Build a pipeline that extracts 3-5 specific mechanistic claims from each of the top 50 hypotheses by composite score, searches PubMed for supporting and contradicting evidence, and updates evidence_validation_score + evidence_for/evidence_against JSON arrays with verified citations.
WHY: Hypothesis scores are currently based on debate outcomes, not systematic PubMed grounding. Claims like "TDP-43 nuclear depletion leads to STMN2 mis-splicing" may or may not have direct PubMed support. A claim verifier creates the quality layer that makes scores meaningful — and flags hypotheses needing experimental verification.
WHAT TO DO:
1. Query top 50 hypotheses ordered by composite_score DESC.
2. For each hypothesis, extract 3-5 specific mechanistic claims using llm.py.
3. For each claim: search PubMed via paper_cache.search_papers() (last 10 years, up to 5 papers).
4. Classify each paper as: 'supports', 'contradicts', 'partial', or 'unrelated' using LLM.

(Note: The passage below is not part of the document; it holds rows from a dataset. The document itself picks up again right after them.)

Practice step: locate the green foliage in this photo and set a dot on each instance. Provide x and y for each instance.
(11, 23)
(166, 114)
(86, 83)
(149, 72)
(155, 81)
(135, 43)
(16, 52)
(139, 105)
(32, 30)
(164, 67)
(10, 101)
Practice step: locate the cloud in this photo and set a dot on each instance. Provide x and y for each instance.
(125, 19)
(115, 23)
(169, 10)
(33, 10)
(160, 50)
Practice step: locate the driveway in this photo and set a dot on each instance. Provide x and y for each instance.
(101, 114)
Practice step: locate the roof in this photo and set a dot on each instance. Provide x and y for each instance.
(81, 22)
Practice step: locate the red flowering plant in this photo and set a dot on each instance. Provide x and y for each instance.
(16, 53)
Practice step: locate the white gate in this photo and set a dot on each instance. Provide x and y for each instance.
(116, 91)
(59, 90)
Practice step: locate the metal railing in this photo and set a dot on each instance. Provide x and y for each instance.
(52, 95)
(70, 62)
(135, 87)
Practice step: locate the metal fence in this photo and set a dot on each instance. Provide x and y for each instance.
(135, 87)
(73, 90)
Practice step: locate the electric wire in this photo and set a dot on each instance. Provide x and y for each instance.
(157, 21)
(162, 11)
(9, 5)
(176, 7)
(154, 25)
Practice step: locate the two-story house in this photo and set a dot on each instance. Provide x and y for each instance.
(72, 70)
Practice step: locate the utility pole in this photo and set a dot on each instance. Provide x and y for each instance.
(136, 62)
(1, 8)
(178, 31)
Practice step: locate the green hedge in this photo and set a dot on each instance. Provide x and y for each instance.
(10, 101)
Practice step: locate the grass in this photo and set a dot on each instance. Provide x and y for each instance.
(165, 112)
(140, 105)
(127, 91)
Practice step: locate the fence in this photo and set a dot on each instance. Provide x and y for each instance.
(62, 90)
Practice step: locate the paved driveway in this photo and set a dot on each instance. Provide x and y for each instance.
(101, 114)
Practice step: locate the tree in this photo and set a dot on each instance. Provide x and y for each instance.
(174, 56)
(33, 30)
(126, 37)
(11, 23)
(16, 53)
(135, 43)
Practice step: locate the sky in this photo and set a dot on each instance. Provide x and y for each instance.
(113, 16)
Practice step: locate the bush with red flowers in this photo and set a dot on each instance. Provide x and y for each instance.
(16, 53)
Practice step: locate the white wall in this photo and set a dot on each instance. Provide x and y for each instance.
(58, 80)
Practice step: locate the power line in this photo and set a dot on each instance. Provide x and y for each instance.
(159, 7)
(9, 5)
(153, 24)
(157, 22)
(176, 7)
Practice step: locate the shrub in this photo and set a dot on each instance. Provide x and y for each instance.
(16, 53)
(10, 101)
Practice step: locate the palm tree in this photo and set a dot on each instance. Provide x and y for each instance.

5. Update hypothesis: append verified citations to evidence_for (supports) and evidence_against (contradicts). Update evidence_validation_score = (claims with ≥1 support) / total claims. Update citations_count.
6. Skip hypotheses where evidence_validation_score != 0.5 (already processed).
7. Log summary: hypothesis_id, claims checked, support rate.
READ FIRST: docs/planning/specs/agora_mechanistic_claim_verifier_spec.md (merged after 2026-04-28)
DO NOT: Overwrite existing evidence — append only. Add unrelated papers. Modify composite_score, novelty_score, or any score except evidence_validation_score. Write to scidex.db.
SUCCESS: 50 hypotheses processed (or iteration limit), each with ≥3 claims evaluated, evidence arrays updated with verified PMIDs, evidence_validation_score updated.